Lakeside Press

Lakeside Press
Lakeside Press was a historic Chicago-based publishing imprint and fine printing operation associated with R.R. Donnelley & Sons Company (often called RR Donnelley or RRD), one of the largest printing companies in the world during much of the 20th century.

Founded in 1864 by Richard Robert Donnelley in Chicago, the company initially operated as a small printing business. It was reorganized in 1870 as the Lakeside Printing and Publishing Company, but the Great Chicago Fire of 1871 destroyed the operation. Donnelley rebuilt using his reputation, leading to expansions and the establishment of the “Lakeside Press” as a prestigious imprint.

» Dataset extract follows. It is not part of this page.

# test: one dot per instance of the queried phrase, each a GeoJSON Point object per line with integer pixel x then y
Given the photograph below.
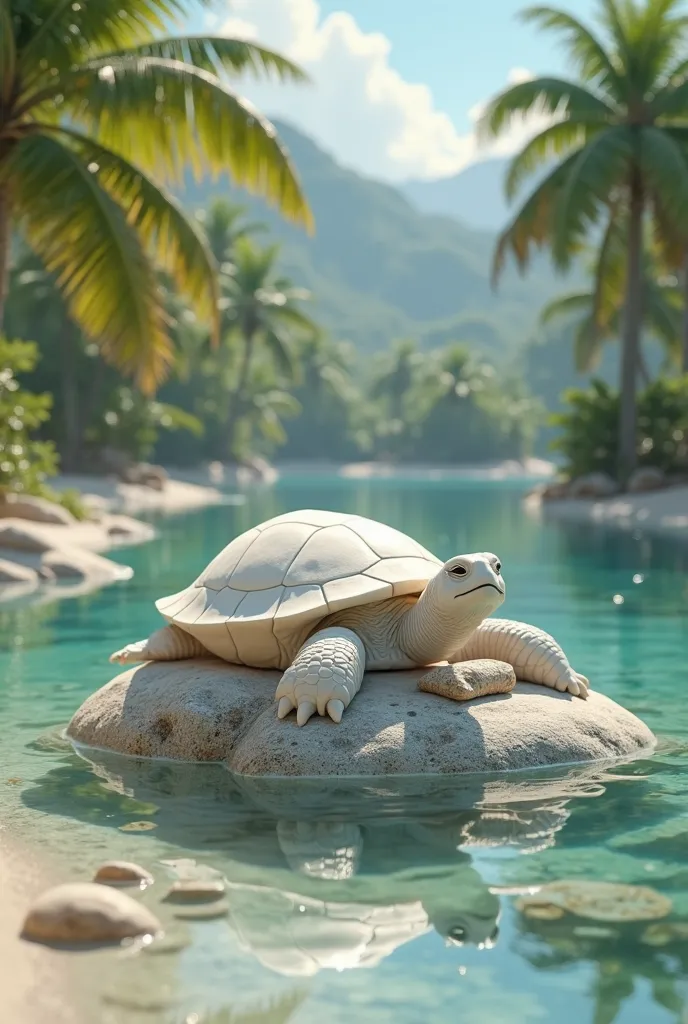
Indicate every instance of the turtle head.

The Press became renowned for high-quality book production, including:
Fine editions for organizations like the Caxton Club.
Major commercial work (e.g., Sears catalogs, telephone directories, encyclopedias).
The famous Lakeside Classics series — a tradition started in 1903 by Thomas E. Donnelley (the founder’s son and then-president). These were specially bound reprints of historical American narratives (often first-person accounts), produced annually as Christmas gifts for employees, customers, and friends. The series ran continuously for over a century (1903–2010s in various forms), with bindings changing colors every 25 years (e.g., dark green/black early on, then red, blue, brown, etc.). They are highly collectible today among book enthusiasts and Americana collectors.

The main facility was housed in iconic Chicago buildings, including the Lakeside Press Building on Plymouth Court (still standing and adaptively reused) and later the massive Calumet Plant.

The dedicated Lakeside Press printing operations wound down in the early 1990s, with the Calumet plant closing in 1993 amid industry changes. Production shifted elsewhere within RRD.